Protesters in Hong Kong rally for press freedom. Photo from Bloomberg.com

Protesters in Hong Kong rally for press freedom. Photo from Bloomberg.com

IS TOMORROW THE DAY CHINA’S LEADERS ORDER AN ATTACK ON HONG KONG?

 

It’s a clash that’s been coming since the British marched out of Hong Kong on July 1, 1997. Despite promises from Beijing and wishful thinking in Hong Kong, surely its people knew that China’s dictators someday would move to snuff out their freedom.

It may be inevitable.

The anniversary of the day Great Britain handed Hong Kong to China always sparks protest. Tomorrow’s anniversary will be especially tense. China’s state-controlled news media have been blasting Hong Kongers over their ceaseless clamor for democracy.

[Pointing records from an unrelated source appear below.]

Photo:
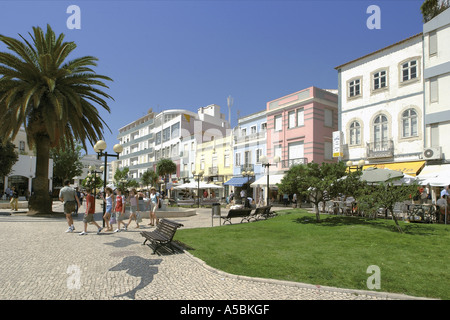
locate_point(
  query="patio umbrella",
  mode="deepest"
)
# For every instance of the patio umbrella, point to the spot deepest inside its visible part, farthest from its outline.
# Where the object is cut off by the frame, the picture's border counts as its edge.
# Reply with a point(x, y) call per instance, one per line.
point(375, 175)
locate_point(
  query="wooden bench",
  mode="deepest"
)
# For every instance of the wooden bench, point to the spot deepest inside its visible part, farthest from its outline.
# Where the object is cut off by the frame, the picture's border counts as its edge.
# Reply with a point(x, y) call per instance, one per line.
point(265, 212)
point(186, 202)
point(162, 235)
point(236, 213)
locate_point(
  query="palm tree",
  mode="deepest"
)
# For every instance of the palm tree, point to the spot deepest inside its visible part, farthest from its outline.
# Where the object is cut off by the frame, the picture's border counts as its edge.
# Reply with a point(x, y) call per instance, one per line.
point(51, 98)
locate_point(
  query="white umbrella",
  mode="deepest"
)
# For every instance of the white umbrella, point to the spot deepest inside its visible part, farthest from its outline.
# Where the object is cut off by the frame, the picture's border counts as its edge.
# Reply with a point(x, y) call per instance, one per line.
point(195, 185)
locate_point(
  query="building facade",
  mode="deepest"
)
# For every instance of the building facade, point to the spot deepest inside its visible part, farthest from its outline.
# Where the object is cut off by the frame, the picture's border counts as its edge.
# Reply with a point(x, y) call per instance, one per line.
point(170, 134)
point(300, 127)
point(381, 106)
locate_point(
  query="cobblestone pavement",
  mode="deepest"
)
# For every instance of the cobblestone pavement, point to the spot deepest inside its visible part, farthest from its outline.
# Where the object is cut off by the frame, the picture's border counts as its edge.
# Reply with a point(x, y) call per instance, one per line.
point(38, 260)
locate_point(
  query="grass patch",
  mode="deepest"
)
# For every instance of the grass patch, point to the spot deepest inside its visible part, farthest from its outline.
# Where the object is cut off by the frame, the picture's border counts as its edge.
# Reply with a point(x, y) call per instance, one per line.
point(335, 252)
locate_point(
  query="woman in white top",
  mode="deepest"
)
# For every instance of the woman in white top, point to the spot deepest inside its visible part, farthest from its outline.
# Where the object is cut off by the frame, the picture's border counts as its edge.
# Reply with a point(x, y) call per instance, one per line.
point(109, 199)
point(134, 201)
point(154, 203)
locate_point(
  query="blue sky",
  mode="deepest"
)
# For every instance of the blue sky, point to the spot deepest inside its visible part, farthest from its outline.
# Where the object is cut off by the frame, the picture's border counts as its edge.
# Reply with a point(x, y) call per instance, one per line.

“If they overplay their hand – just like the folks did in 1989 in Tiananmen Square – the state comes down on them,” said a leading pollster in the city.

But as Martin Luther King Jr. and Mao Tse-tung knew, only by “overplaying their hand” can people successfully challenge power.

Perhaps the fear that ham-fisted repression could hurt profits from the country’s most prosperous city will keep Beijing from clamping down. It’s also possible that forceful and prolonged pressure from international powers could prevent Chinese tanks and guns from rolling into Hong Kong. Without outside aid, that little island is destined to be subsumed into a giant dictatorship where free speech is prosecuted as subversion and calls for democracy treated as treason.

And with the example of Tiananmen, there’s no way international leaders can claim they didn’t see this coming.